Goldman Sachs Group Inc. is leading talks for the roughly $1 billion deal, which is being discussed with a yield of about 8.5%, according to the people, who asked not to be identified discussing a private transaction. Talks are early and details could change, they said.
The company, one of the nation’s biggest independent sellers of replacement tires, has term loans due in 2023 and 2024 that trade around 97 and 98 cents on the dollar, respectively, according to Bloomberg data. They were issued to help American Tire exit bankruptcy and both are structured as payment-in-kind, which pay interest in additional debt rather than cash.
A representative for Goldman Sachs declined to comment, while American Tire didn’t immediately respond to requests for comment.

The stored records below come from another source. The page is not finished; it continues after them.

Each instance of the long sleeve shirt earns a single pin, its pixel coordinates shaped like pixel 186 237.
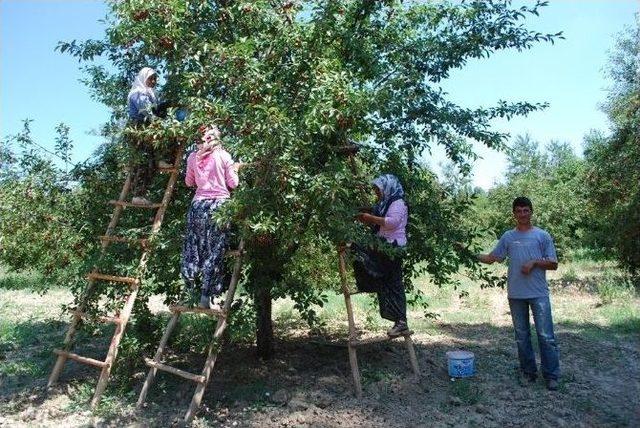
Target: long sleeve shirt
pixel 395 223
pixel 214 178
pixel 140 107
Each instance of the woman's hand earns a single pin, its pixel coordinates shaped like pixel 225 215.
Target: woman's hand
pixel 367 218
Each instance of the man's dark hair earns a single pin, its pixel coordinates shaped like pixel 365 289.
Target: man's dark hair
pixel 521 201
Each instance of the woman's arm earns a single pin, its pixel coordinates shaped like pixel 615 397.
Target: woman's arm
pixel 230 172
pixel 190 177
pixel 367 218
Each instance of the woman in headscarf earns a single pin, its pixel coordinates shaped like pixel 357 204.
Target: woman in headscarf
pixel 380 272
pixel 143 107
pixel 214 174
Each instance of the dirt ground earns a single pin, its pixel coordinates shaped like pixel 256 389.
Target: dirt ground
pixel 309 382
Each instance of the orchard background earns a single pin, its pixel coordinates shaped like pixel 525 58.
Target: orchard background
pixel 296 87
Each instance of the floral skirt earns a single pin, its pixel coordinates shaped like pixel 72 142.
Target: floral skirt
pixel 204 247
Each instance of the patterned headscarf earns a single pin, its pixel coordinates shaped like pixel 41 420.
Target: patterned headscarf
pixel 391 190
pixel 210 142
pixel 140 84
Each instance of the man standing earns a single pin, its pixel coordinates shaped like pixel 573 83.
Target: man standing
pixel 531 253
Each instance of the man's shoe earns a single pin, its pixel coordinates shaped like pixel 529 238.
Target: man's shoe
pixel 398 328
pixel 139 200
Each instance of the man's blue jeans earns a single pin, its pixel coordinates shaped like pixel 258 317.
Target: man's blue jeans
pixel 541 309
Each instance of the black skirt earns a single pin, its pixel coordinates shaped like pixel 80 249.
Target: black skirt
pixel 377 272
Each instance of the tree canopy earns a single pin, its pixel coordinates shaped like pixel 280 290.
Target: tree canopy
pixel 295 88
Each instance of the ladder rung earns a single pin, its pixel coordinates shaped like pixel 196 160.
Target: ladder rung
pixel 361 342
pixel 169 170
pixel 80 358
pixel 185 309
pixel 103 277
pixel 115 320
pixel 131 204
pixel 143 242
pixel 181 373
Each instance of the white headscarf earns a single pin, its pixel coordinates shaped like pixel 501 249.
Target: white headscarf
pixel 140 84
pixel 210 142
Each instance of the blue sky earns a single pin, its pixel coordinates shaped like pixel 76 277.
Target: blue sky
pixel 43 85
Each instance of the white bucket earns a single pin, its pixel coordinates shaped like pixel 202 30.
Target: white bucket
pixel 461 363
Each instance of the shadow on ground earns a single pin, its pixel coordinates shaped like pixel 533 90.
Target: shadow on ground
pixel 309 383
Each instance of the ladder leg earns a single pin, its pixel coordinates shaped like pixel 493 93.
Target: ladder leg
pixel 353 357
pixel 126 312
pixel 214 347
pixel 113 348
pixel 412 356
pixel 152 371
pixel 68 339
pixel 355 371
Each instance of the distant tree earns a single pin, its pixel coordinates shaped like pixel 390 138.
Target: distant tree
pixel 553 179
pixel 292 85
pixel 613 175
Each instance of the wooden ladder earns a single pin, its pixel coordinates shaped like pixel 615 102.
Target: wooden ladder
pixel 202 379
pixel 133 283
pixel 354 342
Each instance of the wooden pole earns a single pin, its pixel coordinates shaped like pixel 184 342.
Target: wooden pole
pixel 214 346
pixel 82 302
pixel 353 357
pixel 128 307
pixel 412 355
pixel 153 370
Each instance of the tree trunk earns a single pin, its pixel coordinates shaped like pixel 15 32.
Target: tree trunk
pixel 264 326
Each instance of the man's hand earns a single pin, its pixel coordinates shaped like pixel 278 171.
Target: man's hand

American Tire sought bankruptcy protection in 2018 after the manufacturers of Goodyear and Bridgestone tires decided to deal directly with consumers through their own networks. In what was an almost simultaneous blow, Sears Holdings Corp.’s auto centers agreed to install tires bought on Amazon.com.
The company emerged from Chapter 11 in late 2018, which cut its borrowings by $1.1 billion through a swap of debt claims for equity.
Moody’s Investors Service upgraded American Tire two notches to Caa1 in December, citing expectations for adequate liquidity, positive free cash flow and deleveraging. It generated about $4.8 billion of revenue for the 12 months ended Oct. 3, Moody’s said.
Huntersville, N.C.-based American Tire is a wholesale distributor of tires, custom wheels and other automotive tools. It operates more than 140 distribution centers in the U.S. and Canada.